If we need the copyright status to be clearly "not affected by the copyright in the original code" (which I need to be able to place my implementation in the public domain, or indeed any independent implementation would need to have an implementation not covered by the Simplified BSD license), then we have one mechanism that I am aware of to create such code from this specification: clean room reverse-engineering.

Of course, the process of clean room reverse-engineering is basically just the process of creating a plain-English specification which can be implemented without reference to any source code. Normally we would just call this a specification, but in this particular case the IETF chose to accept an argument in factor of "compatibiility and testability" to make both make the code primary and to not even create a complete plain-English specification.

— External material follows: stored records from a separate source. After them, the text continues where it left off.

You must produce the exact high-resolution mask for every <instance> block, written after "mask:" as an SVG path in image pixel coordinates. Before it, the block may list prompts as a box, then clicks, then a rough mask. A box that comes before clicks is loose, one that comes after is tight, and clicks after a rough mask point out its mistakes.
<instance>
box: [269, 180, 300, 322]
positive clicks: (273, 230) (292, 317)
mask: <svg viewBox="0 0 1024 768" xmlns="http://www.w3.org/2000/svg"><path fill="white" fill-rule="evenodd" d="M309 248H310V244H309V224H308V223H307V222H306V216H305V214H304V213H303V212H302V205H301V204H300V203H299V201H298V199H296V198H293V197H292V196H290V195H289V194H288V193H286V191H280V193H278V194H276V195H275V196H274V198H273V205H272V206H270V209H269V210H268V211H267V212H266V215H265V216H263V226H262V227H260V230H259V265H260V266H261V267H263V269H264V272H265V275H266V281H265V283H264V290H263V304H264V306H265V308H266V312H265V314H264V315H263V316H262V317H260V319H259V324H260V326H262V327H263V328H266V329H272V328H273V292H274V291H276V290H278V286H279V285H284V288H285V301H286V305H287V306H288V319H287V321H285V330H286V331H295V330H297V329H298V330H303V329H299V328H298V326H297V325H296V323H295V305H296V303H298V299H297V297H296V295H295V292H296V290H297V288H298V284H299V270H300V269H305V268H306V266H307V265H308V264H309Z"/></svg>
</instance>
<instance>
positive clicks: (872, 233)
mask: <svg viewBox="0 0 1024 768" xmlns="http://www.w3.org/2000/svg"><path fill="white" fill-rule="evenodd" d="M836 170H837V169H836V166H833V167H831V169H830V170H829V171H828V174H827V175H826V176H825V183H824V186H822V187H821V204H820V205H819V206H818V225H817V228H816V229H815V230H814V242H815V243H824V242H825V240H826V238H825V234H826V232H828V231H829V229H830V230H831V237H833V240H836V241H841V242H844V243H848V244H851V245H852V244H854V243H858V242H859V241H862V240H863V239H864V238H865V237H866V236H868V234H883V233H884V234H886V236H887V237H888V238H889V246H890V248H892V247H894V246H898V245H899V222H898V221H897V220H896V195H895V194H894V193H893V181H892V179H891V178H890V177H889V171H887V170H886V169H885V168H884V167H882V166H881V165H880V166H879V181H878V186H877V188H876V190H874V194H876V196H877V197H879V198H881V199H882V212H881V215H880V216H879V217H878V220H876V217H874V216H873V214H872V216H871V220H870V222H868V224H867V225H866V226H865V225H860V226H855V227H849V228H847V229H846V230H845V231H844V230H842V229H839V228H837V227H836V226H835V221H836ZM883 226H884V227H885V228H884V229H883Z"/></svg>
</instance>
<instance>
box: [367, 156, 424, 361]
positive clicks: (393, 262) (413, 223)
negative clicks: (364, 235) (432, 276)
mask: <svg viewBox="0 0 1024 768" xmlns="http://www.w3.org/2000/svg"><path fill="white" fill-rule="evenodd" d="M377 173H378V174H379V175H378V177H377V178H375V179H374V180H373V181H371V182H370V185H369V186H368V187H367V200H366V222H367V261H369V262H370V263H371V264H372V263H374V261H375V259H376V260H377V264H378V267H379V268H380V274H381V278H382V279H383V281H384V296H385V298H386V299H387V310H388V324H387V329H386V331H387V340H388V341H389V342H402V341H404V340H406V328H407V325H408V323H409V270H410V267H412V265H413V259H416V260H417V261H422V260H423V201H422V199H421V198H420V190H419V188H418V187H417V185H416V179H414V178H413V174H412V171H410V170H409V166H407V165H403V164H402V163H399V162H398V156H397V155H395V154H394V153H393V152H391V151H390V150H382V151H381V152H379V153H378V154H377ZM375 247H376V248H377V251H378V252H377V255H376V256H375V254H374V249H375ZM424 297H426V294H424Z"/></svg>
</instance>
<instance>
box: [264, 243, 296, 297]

As a result, I cannot create a public domain stb_opus unless one of the following occurs:

IETF revises RFC-6716 to renounce copyright on the Code Components
IETF revises RFC-6716 to grant a no-restrictions copyright license on the Code Components (this won't allow me to make a public domain stb_opus, but it allows me to get close enough to make no difference)
IETF revises RFC-6716 to renounce copyright claims on code derived from (but not copied from) the Code Components
IETF revises RFC-6716 to include a complete plain-English specification that is primary, i.e. normative
some third-party creates a plain-English specification and there is good reason to believe it is accurate

If you want to take steps to see an stb_opus, take steps to make one of the above things happen.

And if you want to see future stb_ libraries for future IETF specifications, it would probably wise to convince the IETF that it's pernicious to create specifications in which copyrighted code is normative.

^* In terms of deployed software, it may not be that large a player, but it is part of a suite of easy-to-use, public domain libraries by the author that sees growing use within the game development community.